I’m super thankful that I have enough people in my life to warrant all these goodbyes, it’s a sign that I’m truly lucky. The only issue is THERE ARE SO MANY GOODBYE MEALS. So many. Since I’m going to be leaving to a country with a different cuisine, people keep encouraging me to eat worse and worse foods. Perhaps even worse is I’ve started to adopt that mindset.

“Eh, what’s a fourth Tim Hortons jalapeño bagel with herb and garlic cream cheese going to do? We both know there won’t be Tim Hortons in Spain.”

“Come on, eat that mint Aero bar, who knows when you’ll see it again?”

“Sure have a whole bag of party-sized all dressed chips is bad but it’s so Canadian.”

Oh god I’m going to die without these hooked up to an IV.

I’ve been eating like a bear storing up for a Canadian hibernation. It’s not just me though, like I mentioned I’ve been taken on so many goodbye meals with so many fattening dishes that I’m putting on what I have dubbed “The Farewell Five”. It’s the five pounds you gain before leaving the country on a long trip where everyone thinks you are going to die and fattens you up with Jane Bond’s Fat Ass Grilled Cheese (I mean look at the god damn name) and Cora’s inhuman omelette portions (amongst other things). 

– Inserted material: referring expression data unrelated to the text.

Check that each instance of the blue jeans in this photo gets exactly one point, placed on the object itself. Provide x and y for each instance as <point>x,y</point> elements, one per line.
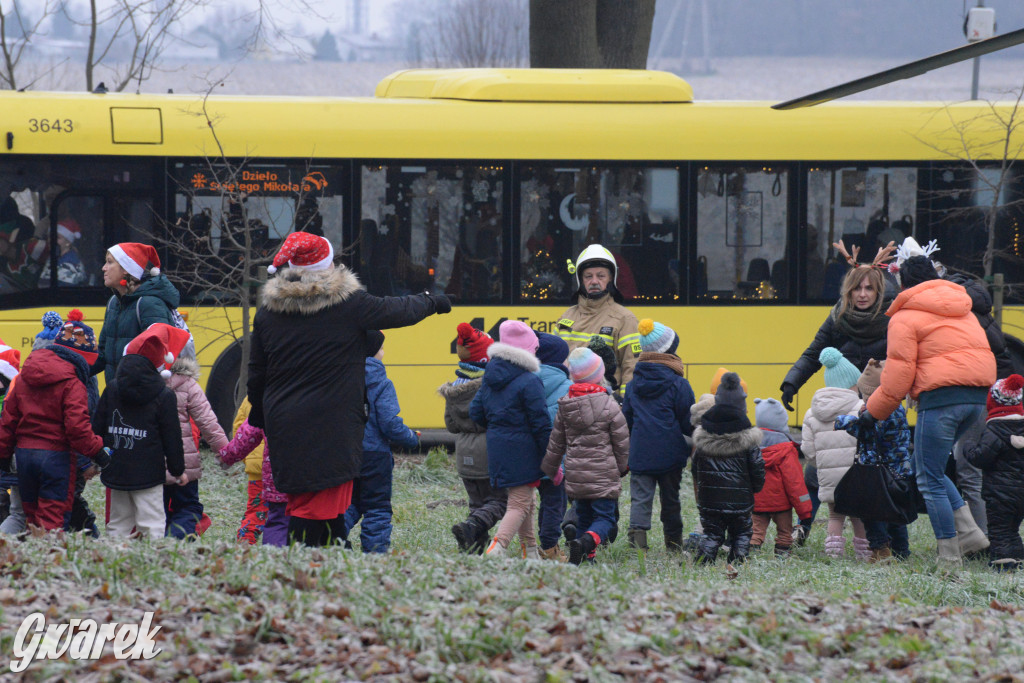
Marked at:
<point>937,430</point>
<point>372,502</point>
<point>549,515</point>
<point>597,515</point>
<point>882,534</point>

I’ll end up waddling into my Getafe residence and then will gain a second round of the “Freshman Fifteen” from the cafeteria food.

On a slightly unrelated tangent—because who needs logical order in these posts anyways—my Spanish is going splendidly.

I recently reblogged this post:

“i want a blowjob”

quiero una biblia

“call a prostitute”

llama a la monja

“where is the strip club”

donde esta la iglesia

“i want to get laid”

quiero leer la palabra de dios

With the caption “the only Spanish I’ll need to know“… with no ounce of sarcasm. For those of you who, like me, have zero Spanish knowledge past mumbled attempts at singing Enrique Iglesias, each of the “translations” are really religious references. For example, I’ve been informed that the “I want to get laid” line is translated to “I want to read the word of God”. Fuck.

I would be religious too if this was where you read the word of God.

I’ve signed up for an intensive course (but will be missing the first, most important day due to La Tomatina) and I also have the Spanish semester course, but jesus it was a harsh reminder of just how far I have to go.

So with all that being said… I’ll try and fit a few more posts in as I settle into lift in Madrid but with the courses and the chaos I’ll be lucky to sit down and write some cheesy fiction, never mind a semi-intelligence blog post. Although on further consideration “intelligent” has never really been my style.

Ladies and gentlemen, and all you lovely non-binary people, cue the dramatic music! Only three days left… and I’m still trying to figure out how to stuff my dog into my carry on and get through border security. If you have any tips, let me know.